Le suisse Synthara lève 11 M$ pour populariser son architecture de traitement en mémoire auprès des concepteurs de puces IA

Synthara

Créée en 2019 en tant que spin-off de l'Institut de neuroinformatique de l'Ecole polytechnique fédérale (ETH) de Zurich et de l'université de Zurich, la jeune société suisse Synthara annonce avoir bouclé un financement de plus de 11 millions de dollars afin d’apporter son architecture de traitement en mémoire ComputeRAM, en instance de brevet, sur les marchés de masse des puces-systèmes embarquées.

La technologie de Synthara se positionne sur un marché marqué par l’explosion d'applications embarquées dopées à l’intelligence artificielle (IA) telles que la robotique, les systèmes de détection et les dispositifs électroniques portés sur soi, dont le marché global est estimé à plus de 200 milliards de dollars pour une croissance moyenne de plus de 15% par an. Ces applications sont néanmoins trop complexes pour les puces embarquées classiques et les défis ne pourront pas être résolus sans un changement de paradigme dans les technologies de traitement, constate la jeune société suisse.

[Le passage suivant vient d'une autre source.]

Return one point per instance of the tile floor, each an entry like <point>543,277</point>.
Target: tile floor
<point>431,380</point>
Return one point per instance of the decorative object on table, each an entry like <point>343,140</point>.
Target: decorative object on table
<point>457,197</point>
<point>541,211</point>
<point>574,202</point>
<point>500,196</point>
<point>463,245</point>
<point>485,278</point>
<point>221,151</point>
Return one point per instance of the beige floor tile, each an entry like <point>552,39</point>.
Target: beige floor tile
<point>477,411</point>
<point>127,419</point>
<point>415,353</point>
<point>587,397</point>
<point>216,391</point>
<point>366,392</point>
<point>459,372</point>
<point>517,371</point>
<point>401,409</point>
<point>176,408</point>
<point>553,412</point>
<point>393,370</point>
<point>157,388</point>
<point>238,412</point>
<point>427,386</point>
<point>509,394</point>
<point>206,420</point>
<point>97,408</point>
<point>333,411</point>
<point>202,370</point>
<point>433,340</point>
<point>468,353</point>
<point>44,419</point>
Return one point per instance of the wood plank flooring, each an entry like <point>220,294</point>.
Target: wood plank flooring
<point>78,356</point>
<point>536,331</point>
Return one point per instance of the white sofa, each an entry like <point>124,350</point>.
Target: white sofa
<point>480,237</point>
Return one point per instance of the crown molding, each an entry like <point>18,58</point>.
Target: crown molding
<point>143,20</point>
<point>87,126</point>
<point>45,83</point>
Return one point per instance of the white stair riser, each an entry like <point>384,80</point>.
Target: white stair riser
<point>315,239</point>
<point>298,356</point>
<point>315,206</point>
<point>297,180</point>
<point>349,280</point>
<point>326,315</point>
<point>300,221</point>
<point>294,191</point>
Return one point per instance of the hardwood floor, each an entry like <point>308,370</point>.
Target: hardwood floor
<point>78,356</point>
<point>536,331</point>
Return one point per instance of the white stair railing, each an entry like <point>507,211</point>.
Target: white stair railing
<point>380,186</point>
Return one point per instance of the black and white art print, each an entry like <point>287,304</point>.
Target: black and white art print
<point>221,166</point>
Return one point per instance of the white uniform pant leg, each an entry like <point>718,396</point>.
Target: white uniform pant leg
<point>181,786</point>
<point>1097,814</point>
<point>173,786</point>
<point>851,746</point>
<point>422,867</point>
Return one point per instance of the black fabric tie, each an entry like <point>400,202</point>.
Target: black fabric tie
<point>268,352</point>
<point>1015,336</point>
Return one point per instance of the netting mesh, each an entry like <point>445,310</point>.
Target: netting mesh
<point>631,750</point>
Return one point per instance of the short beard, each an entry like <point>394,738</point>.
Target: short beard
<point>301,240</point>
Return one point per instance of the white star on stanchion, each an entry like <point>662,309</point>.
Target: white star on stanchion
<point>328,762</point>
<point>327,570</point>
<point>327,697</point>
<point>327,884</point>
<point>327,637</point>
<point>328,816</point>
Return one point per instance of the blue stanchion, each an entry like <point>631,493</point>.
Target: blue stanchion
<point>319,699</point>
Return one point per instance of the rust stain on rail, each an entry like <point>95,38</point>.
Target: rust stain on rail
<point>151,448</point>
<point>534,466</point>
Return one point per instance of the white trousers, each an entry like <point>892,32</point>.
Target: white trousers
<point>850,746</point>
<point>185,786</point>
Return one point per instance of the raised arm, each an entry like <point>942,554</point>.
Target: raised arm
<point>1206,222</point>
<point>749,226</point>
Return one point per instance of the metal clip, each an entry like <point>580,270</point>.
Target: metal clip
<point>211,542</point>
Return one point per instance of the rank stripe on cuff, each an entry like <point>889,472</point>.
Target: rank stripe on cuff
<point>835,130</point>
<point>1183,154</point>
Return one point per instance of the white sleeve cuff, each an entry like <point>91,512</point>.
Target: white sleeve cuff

L’approche ComputeRAM, qui vise à étoffer les mémoires sur puce conventionnelles avec des capacités de traitement, pourrait changer la donne en permettant de créer des microcontrôleurs 100 fois meilleurs à la fois au niveau de l'efficacité énergétique et de la latence. « L’essor de l’IA constitue un bouleversement sociétal et économique comparable aux grandes révolutions industrielles du passé, observe Alessandro Aimar, cofondateur et directeur technique de Synthara. Alors que les fabricants traditionnels de semi-conducteurs luttent pour s'adapter à cette nouvelle réalité, Synthara vise à faire de l'Europe la force leader de cette transformation et à devenir la référence mondiale en matière d'IA et de ressources matérielles avancées de traitement. »

Au niveau le plus élémentaire, la technologie ComputeRAM, qui est compatible avec n’importe quel processus de fabrication Cmos et avec n’importe quel jeu d’instructions (Arm, RISC-V, x86), permet aux microcontrôleurs embarqués de réaliser des produits vectoriels et matriciels rapides et efficaces, précise la firme suisse. En déchargeant jusqu'à 99% des opérations vers la mémoire interne, en réduisant l'activité sur les bus et en tirant parti d'un moteur de traitement avancé en mémoire, un microcontrôleur Arm Cortex-M0 amélioré avec la technologie ComputeRAM offre une vitesse de traitement jusqu'à 139 fois plus élevée et une efficacité énergétique 158 fois supérieure à celle d'un Arm Cortex-M0 avec mémoire SRam conventionnelle, indique le site Web de Synthara, dont l’effectif s’élève aujourd’hui à une vingtaine de personnes.

Le cycle de financement de plus de 11 millions de dollars a été mené par Vsquared Ventures, avec le concours d’OTB Ventures, Hermann Hauser’s Onsight Ventures, Deep Tech Labs, et d’investisseurs existants tels que High-Tech Gründerfonds, DeepIE, Excellis, ZKB et Sandeep Raju.